You get a mirror polish from abrasives that are approximately 5000 grit JIS, or roughly 3 microns. The Spyderco UF is right there at 3 microns. If you're not getting a mirror polish now, I would guess it's because the stone you're using before the UF is not fine enough for the Spyd UF to polish out the scratches and leave behind a bright polish.

I've achieved a mirror polish on steels with a waterstone progression of 150 -> 1000 -> 5000 . I've also achieved a mirror polish with DMT stones, followed by the Spyderco UF: DMT XXC , DMT C, DMT EF, Spyderco UF.

DMT plates behave completely differently than waterstones. I've had better luck with the DMT plates myself. I think you can achieve great results with both; they are just different and my ability to use waterstones isn't refined as my ability with DMT plates. Some people are better using one versus the other. Jason B happens to be good at both. :) I'll leave waterstone recommendations to him, or another member that has solid experience and skills with waterstones.

Brian.
 
Use the diamond plate with the little hollow dimples for flattening the water stones.

This is a Coarse / Extra Coarse DMT which is like 320 / 200 or close to that (see their web info if you need exact info).

I have used the diamond plate on like A-2 steel etc. but for the most part just use the stones on the blades and the diamond plate on the stones.
If you want to really remove steel to reshape the edge etc you are much better off going with a super cool running powered grinding wheel like one of the Blue Norton 3x grinding wheels around 46 grit then start in on one of the Shapton water stones about 320 or 500.

You don't need all these but if you want wide polished bevels (as opposed to just the micro bevel polished) then the mirror looks best if you work through most or all of these grits.

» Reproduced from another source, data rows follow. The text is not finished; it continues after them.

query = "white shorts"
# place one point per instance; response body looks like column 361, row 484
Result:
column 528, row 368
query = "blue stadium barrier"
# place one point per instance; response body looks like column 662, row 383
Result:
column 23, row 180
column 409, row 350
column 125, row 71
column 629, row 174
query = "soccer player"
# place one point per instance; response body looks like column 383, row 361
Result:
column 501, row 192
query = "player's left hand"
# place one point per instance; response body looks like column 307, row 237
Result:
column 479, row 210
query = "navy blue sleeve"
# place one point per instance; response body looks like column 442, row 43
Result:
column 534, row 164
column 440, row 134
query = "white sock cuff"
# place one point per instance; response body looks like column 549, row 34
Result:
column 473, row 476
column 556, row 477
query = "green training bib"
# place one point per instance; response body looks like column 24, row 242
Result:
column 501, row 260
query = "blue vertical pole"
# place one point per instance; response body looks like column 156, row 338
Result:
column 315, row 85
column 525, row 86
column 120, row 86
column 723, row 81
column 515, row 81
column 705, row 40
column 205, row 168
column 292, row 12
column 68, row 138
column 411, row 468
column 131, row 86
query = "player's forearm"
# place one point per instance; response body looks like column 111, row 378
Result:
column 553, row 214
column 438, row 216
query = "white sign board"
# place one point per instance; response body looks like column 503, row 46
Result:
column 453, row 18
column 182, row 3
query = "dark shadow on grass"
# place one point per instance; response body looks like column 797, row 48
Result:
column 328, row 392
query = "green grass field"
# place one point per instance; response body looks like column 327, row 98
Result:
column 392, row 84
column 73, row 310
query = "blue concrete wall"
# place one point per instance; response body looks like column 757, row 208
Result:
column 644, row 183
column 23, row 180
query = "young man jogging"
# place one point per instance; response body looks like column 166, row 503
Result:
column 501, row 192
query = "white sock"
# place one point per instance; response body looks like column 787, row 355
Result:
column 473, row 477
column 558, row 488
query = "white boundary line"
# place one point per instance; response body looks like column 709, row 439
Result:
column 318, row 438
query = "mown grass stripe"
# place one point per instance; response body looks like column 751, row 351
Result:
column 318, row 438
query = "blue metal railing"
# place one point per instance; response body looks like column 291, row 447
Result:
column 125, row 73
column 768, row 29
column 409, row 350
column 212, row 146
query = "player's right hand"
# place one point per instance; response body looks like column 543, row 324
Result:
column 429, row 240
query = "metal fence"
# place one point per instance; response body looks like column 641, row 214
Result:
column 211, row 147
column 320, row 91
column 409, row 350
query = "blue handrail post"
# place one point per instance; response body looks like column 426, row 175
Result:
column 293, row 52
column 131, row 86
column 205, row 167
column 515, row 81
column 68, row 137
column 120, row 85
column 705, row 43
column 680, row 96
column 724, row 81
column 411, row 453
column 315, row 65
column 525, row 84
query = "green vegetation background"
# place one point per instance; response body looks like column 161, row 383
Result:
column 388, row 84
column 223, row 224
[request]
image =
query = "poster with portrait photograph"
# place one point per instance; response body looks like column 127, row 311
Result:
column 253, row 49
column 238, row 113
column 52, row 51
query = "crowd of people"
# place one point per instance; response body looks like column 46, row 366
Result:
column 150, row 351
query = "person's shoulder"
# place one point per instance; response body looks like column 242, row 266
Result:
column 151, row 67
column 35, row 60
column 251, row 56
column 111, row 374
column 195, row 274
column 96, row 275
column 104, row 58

The Shaptons are really capable.

I use them in my Edge Pro as well.

PS : grits 1000, 2000, 5000, 8000
bellow that is for metal removal not polishing so that is up to you depending on how much metal you need to remove.
I am a fan of really coarse stones to start like 120, 200 etc but don't get crazy with them. Mostly to cut the metal BEHIND THE EDGE back rather than use it on the actual edge.

I go to 15,000 and covet a 30,000 but that is mostly silliness on my part. 8000 looks great as long as you get the scratches out from the previous stones and don't cut corners by using cheep junk stones bellow that. I am darned impressed with the results coming off my Edge Pro at only 5000 grit. Looks darned good.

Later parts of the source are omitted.